# 🌿 Graves Greenery — Colab SQL Template (DuckDB + `%%sql` + GitHub CSVs)

This notebook gives you a **serverless SQL sandbox** for the Graves Greenery project:
- Loads CSVs from your **GitHub repo** (public)
- Creates tables in a **DuckDB** database (file-backed, persisted in Colab)
- Lets you query with **`%%sql` magic** (PrettyTable-style output)
- Optional **`%%mysql` magic** to write MySQL syntax and run via DuckDB using SQLGlot


## 1) Install packages

In [None]:
!pip -q install duckdb ipython-sql pandas duckdb-engine sqlglot

## 2) Imports & load SQL magic

In [None]:
import os, re, glob, getpass, subprocess, textwrap, pandas as pd, duckdb
from pathlib import Path

# Load the ipython-sql extension
%load_ext sql

## 3) Configuration — repo & DB paths (pre-filled)

In [None]:
# === EDIT ONLY IF NEEDED ===
GITHUB_USER   = "danielgraves"
GITHUB_REPO   = "Graves_Greenery_Analysis"
GITHUB_BRANCH = "main"
SPARSE_PATHS  = ["data"]              # not used for public clone, but kept for reference
IS_PRIVATE    = False                 # public per your setup

# CSVs live in /data within the repo
CSV_GLOB      = "data/**/*.csv"       # recursive search under data/

# Persistent DuckDB database file (saved in Colab environment)
DB_PATH       = "/content/graves_greenery.duckdb"

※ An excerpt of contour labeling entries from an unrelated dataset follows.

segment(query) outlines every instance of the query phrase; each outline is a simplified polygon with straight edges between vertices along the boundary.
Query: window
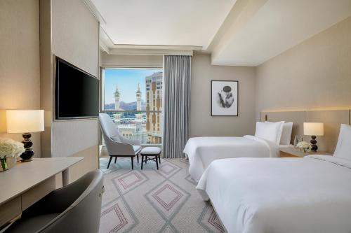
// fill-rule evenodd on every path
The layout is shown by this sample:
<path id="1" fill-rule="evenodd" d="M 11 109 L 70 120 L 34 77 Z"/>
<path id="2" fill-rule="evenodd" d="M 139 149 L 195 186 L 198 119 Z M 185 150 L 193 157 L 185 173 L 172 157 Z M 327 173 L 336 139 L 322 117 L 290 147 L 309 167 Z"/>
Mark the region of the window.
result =
<path id="1" fill-rule="evenodd" d="M 102 110 L 119 133 L 143 144 L 161 143 L 162 69 L 104 68 L 102 77 Z"/>

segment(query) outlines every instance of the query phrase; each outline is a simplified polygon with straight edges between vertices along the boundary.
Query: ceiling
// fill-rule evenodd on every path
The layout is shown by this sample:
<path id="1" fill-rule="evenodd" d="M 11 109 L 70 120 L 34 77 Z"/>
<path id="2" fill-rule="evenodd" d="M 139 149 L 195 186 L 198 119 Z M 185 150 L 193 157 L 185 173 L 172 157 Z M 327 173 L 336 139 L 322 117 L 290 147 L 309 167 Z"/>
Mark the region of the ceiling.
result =
<path id="1" fill-rule="evenodd" d="M 112 54 L 201 50 L 258 66 L 351 16 L 350 0 L 84 0 Z"/>
<path id="2" fill-rule="evenodd" d="M 206 48 L 235 0 L 91 0 L 116 45 Z"/>

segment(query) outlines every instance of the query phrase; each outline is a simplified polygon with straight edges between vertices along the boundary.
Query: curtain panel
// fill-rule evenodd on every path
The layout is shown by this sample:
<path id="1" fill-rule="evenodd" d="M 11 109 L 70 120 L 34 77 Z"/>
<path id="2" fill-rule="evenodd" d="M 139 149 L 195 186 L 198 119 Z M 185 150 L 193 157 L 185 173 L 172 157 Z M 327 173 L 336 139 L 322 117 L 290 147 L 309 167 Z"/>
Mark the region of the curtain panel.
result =
<path id="1" fill-rule="evenodd" d="M 191 56 L 164 56 L 164 157 L 183 157 L 189 139 L 191 59 Z"/>

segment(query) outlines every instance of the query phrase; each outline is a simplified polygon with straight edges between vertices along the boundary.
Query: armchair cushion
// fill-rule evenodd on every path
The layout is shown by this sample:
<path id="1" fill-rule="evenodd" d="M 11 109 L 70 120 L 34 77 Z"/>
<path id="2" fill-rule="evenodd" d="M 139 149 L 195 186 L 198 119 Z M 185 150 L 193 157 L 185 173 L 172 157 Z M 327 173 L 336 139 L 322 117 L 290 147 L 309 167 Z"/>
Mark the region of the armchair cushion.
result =
<path id="1" fill-rule="evenodd" d="M 121 138 L 119 137 L 119 135 L 112 136 L 111 139 L 112 139 L 113 141 L 117 141 L 117 142 L 121 142 Z"/>
<path id="2" fill-rule="evenodd" d="M 141 150 L 141 146 L 133 146 L 133 149 L 134 149 L 134 152 L 138 153 L 139 150 Z"/>

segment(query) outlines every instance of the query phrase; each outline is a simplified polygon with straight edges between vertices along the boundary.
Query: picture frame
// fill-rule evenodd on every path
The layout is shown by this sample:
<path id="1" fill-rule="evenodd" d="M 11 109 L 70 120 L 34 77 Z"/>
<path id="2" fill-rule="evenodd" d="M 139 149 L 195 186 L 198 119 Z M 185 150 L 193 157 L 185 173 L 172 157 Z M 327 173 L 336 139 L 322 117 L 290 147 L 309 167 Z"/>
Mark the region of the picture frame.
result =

# Local repo directory in Colab
REPO_DIR      = f"/content/{GITHUB_REPO}"

# Namespacing control: include parent folder names in table names to avoid collisions
INCLUDE_PARENT_IN_TABLE = False  # True -> tables like data_orders; False -> orders

## 4) Start DuckDB (file-backed) and connect `%%sql`

In [None]:
# Ensure parent folder exists
Path(DB_PATH).parent.mkdir(parents=True, exist_ok=True)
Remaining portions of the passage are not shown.